Mechanochemical synthesis, solvent-controlled coordination, and catalytic oxidation activity of furoic acid-based Mo(vi) complexes

Abstract

Polynuclear and mononuclear molybdenum(VI) complexes coordinated with water or methanol were synthesized using Schiff base ligands derived from the condensation of 2-furoic hydrazide with 2-hydroxybenzaldehyde (H₂L¹) or 2-hydroxy-5-nitrobenzaldehyde (H₂L²), emphasising a mechanochemical synthetic pathway. The complexes were characterized using comprehensive spectroscopic techniques, while single-crystal X-ray diffraction provided definitive structural elucidation for [MoO₂(L¹)(MeOH)] (1) and [MoO₂(L¹)(H₂O)] (3). Thermogravimetric analysis revealed insights into the thermal stability and decomposition pathways of the complexes.

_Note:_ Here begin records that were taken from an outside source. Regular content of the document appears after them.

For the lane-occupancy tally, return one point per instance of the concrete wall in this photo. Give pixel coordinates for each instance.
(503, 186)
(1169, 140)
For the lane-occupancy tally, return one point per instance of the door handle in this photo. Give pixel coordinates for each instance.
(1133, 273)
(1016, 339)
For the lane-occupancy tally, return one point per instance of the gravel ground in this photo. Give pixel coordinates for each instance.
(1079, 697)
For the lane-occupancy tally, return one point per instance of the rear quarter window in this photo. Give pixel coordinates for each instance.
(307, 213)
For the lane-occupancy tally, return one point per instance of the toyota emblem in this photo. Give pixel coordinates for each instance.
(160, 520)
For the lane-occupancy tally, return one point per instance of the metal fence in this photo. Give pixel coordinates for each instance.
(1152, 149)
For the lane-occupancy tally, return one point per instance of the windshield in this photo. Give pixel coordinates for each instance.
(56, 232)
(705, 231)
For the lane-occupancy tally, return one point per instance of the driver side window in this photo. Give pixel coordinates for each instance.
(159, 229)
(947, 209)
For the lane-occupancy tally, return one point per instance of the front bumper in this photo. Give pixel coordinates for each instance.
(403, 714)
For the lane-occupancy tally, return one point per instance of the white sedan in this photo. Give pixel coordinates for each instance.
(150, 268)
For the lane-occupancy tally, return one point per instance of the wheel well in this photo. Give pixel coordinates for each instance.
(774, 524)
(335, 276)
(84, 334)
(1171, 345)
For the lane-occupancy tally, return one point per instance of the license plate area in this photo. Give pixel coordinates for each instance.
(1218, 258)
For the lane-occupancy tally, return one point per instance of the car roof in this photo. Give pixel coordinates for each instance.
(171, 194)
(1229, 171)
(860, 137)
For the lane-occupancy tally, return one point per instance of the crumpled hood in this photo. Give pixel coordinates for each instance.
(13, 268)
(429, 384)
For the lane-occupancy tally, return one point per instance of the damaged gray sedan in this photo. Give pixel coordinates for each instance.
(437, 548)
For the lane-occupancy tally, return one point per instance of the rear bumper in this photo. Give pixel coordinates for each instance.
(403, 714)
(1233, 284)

DFT calculations showed that solvent donor ability controls Mo(VI) coordination and aggregation, rendering μ-oxo dimer formation thermodynamically unfavourable. The catalytic performance of six Mo(VI) complexes was investigated for the oxidation of benzyl alcohol using tert-butyl hydroperoxide (TBHP) in aqueous medium, with systematic optimization of the oxidant-to-substrate ratio. To explore greener alternatives, H₂O₂ was also evaluated as an oxidant, and the influence of acetonitrile as a co-solvent and reaction temperature on catalytic efficiency was thoroughly studied. These results highlight the importance of ligand structure and solvent coordination in modulating catalytic activity. Overall, this study demonstrates that these Mo(VI) complexes serve as highly efficient and tunable catalysts for selective alcohol oxidation under mild and environmentally benign conditions. This work provides new insights into the design of molybdenum-based oxidation catalysts and emphasizes the potential of fine-tuning reaction parameters to achieve optimal catalytic performance.